Якоб ожидал увидеть старуху. Но хоть женщина, которая открывает ему дверь, жестом приглашает войти, ведет его через сумбур коридора в еще больший сумбур гостиной, убирает со стула грязную тарелку и небрежно указывает на освободившееся место, безусловно немолода, в ней есть что-то такое, что старой ее никак не назовешь.
Якоб садится. Ей, должно быть, лет шестьдесят пять, бледное лицо под обильным макияжем, тяжелый запах духов заполняет комнату. Беспорядок в квартире царит феноменальный. Всюду журналы и книги и платья и стаканы, набитые окурками. От них тянет застоявшимся дымом. Раньше Якобу сразу захотелось бы нарисовать эту комнату: путаницу линий и форм, хаос выбившейся из колеи жизни.
— Тебе сколько лет?
— Сорок пять.
— Боже мой, только что был младенцем, и так постарел, так устал. Что у тебя с лицом?
Якоб замирает. Никто никогда об этом не спрашивает. Все делают вид, что не видят шрама. Заговаривать о нем неприлично.
— На войне ранило.
— А как?
— Я был в танке.
— И что случилось?
— Что с каждым танком случается. Прямое попадание.
— Прямо с каждым?
— Наши танки в среднем служили по четверо суток.

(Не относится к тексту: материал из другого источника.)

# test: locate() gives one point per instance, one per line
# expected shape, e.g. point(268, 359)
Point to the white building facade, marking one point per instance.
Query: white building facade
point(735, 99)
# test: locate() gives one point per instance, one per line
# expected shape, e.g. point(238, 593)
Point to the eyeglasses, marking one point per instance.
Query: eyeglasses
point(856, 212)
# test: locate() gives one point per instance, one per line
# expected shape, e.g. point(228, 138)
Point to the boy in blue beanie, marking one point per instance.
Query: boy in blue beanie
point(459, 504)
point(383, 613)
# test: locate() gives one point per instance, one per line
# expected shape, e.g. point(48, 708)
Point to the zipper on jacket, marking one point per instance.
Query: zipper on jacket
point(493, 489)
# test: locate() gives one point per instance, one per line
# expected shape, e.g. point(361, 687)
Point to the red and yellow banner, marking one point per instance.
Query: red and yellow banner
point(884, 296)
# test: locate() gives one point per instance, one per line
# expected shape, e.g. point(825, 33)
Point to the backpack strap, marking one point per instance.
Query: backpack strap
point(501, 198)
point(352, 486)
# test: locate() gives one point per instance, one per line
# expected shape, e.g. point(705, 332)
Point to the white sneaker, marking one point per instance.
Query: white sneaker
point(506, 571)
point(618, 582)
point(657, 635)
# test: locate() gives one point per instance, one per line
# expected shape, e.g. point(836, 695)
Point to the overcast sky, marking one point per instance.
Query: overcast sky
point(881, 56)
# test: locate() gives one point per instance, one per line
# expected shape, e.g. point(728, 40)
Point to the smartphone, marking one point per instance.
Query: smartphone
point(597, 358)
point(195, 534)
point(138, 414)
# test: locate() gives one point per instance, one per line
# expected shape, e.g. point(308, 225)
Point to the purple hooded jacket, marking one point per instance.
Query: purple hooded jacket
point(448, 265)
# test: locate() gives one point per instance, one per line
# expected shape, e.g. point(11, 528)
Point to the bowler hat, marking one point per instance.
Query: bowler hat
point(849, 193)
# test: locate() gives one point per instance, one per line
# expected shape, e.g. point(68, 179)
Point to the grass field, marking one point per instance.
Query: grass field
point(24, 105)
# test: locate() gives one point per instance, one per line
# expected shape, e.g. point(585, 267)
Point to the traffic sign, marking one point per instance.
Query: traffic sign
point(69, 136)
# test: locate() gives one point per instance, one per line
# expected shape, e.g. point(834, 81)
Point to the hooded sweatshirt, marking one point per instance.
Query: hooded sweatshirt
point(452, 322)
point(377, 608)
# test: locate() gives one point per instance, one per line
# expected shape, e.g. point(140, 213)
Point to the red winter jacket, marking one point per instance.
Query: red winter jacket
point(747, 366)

— Но ведь у танков… броня?
— От нее немного толка.
Якоб на мгновение закрывает глаза, не может ничего поделать с нахлынувшими воспоминаниями: Арнольд и Хуберт рядом с ним, сзади старший лейтенант Кранек еще успевает выкрикнуть команду, но никто ее не понимает, грохот заглушает все, разрывает мир надвое. Через боль Якоб как-то ползет наверх, хватается за раскаленный металл, не отпускает, выкарабкивается на свет, рядом растекшееся лицо Хуберта и месиво, которое было когда-то старшим лейтенантом, он падает на землю и думает, падая, что должен же наконец потерять сознание, но нет, не теряет, он слышит, как ломаются его кости, он все видит, и хотя научится потом отодвигать воспоминания в сторону, все навсегда запоминает, так же, как он навсегда запомнил расстрелы, которые видел, крики и мольбу, которые слышал, сверкающие дула ружей. Сам он не расстреливал, но только потому, что ему этого ни разу не приказали.
— А руки? Руками пользоваться можешь?
Кто дал ей право задавать такие вопросы.
— В быту могу. Я же не пианист.
— А жаль, что не пианист. Он был бы рад. У него была легкая смерть? Знаешь, я его всегда называла «мистер Пабст». Не могу его себе представить мертвым. Совершенно к нему не подходит. Наверное, было публичное прощание с телом, много народа?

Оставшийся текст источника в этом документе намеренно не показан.